Francia ganó la segunda edición de la Liga de Naciones al derrotar 2-1 a España, este domingo en Milán, con goles de sus estrellas Karim Benzema (66) y Kylian Mbappé (80), que sirvieron para remontar el tanto de Mikel Oyarzabal (64).

La vigente campeona mundial sucede en el palmarés a Portugal, que ganó como local la primera edición de la Liga de Naciones en 2019. El tercer puesto fue para el anfitrión Italia, que horas antes venció 2-1 a Bélgica en Turín.

En San Siro el partido estuvo dormido más de una hora hasta que una jugada cambió la tendencia. Theo Hernandez se topó con el larguero (64) y en la continuación Sergio Busquets puso un balón largo para Oyarzabal, que ganó el cuerpeo a Dayot Upamecano y convirtió un tiro cruzado.

Dos minutos después respondió Francia. Paul Pogba sirvió en largo para Karim Benzema, que se inventó un tiro a la escuadra desde la punta del área.

España estaba contra las cuerdas y Mbappé, desacertado hasta entonces, logró el gol del triunfo al convertir un pase al hueco de Theo, en el que los españoles reclamaron fuera de juego.

Posesión pero pocas ocasiones

Hasta que cayeron los goles el duelo había respondido a lo prometido por sus técnicos: España tejía con el balón y Francia aguardaba su momento para dar el golpe.

Pudo llegar pronto, cuando tras un robo Paul Pogba jugó al hueco para Karim Benzema, que no fue capaz de driblar a un Unai Simón que aguantó muy bien (6).

La apuesta de la Roja pendía de un hilo. Un error en el pase y Francia montaba un contraataque letal. Eric García, titular en sustitución de Pau Torres con respecto a semifinales, ganó la partida con anticipación en las dos primeras galopadas que tuvo Mbappé.

En ataque España se movía al ritmo que marcaban Gavi -17 años y dos meses-, al que no le pesaba ni el rival ni el escenario, y Ferran Torres, punzante desde la derecha tras haber entrado como titular en el último minuto por unas molestias en un pie.
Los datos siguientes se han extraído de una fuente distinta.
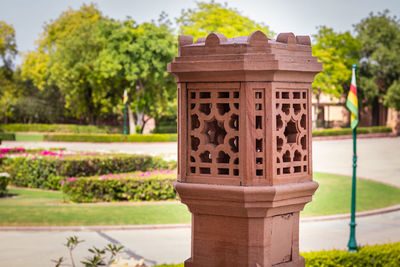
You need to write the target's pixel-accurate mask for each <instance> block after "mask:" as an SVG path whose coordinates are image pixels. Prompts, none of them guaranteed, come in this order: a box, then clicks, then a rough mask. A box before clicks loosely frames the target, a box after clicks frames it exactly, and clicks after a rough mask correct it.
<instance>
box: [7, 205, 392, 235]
mask: <svg viewBox="0 0 400 267" xmlns="http://www.w3.org/2000/svg"><path fill="white" fill-rule="evenodd" d="M399 210H400V204H399V205H394V206H390V207H386V208H382V209H376V210H369V211H363V212H357V213H356V216H357V217H367V216H373V215H380V214H385V213H390V212H394V211H399ZM349 218H350V214H349V213H348V214H336V215H328V216H317V217H309V218H301V219H300V222H301V223H308V222H321V221H333V220H344V219H349ZM190 227H191V225H190V224H151V225H104V226H101V225H98V226H1V227H0V232H2V231H26V232H30V231H35V232H36V231H45V232H64V231H74V232H76V231H115V230H117V231H120V230H156V229H185V228H190Z"/></svg>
Según pasaban los minutos, Francia prácticamente no olía el balón, para desesperación de sus mejores peloteros, mientras que España daba un recital de juego de pases, que sin embargo no se materializaba en ocasiones claras.

Ocasiones para empatar

Una pelota al hueco de Ferran a Pablo Sarabia, que muy escorado no pudo conectar bien (10), y una falta lejana de Maros Alonso que se fue cerca de un poste (38), eran sus mejores argumentos.

Al borde del descanso el jefe de la defensa francesa Raphael Varane sufrió molestias y tuvo que ser sustituido por Upamecano (42).

Francia, que ante Bélgica en semifinales perdía 2-0 y aprovechó el descanso para activar su máquina y acabar ganando 3-2, no había tirado a puerta en la primera mitad.

En esta ocasión no hubo revuelta. Al revés, cuando tenía el balón no sabía qué hacer con él, a imagen de la bronca de Pogba con Benjamin Pavard en el arranque de una jugada.

Pero de repente combinó con calidad y el larguero de Theo cambió el rumbo del partido y cayeron los goles.

Entonces España entró en un bache, cometiendo errores que no supo aprovechar Mbappé, primero con un globo demasiado alto (68) y a continuación con un disparo centrado (71). A la tercera fue la vencida para la estrella del PSG.

España se recompuso y siguió llegando. Oyarzabal tuvo el empate en sus botas, pero su volea le salió demasiado centrada (88). Ya en la prolongación, Hugo Lloris respondió a un remate de Yéremy Pino y Francia se llevó el trofeo.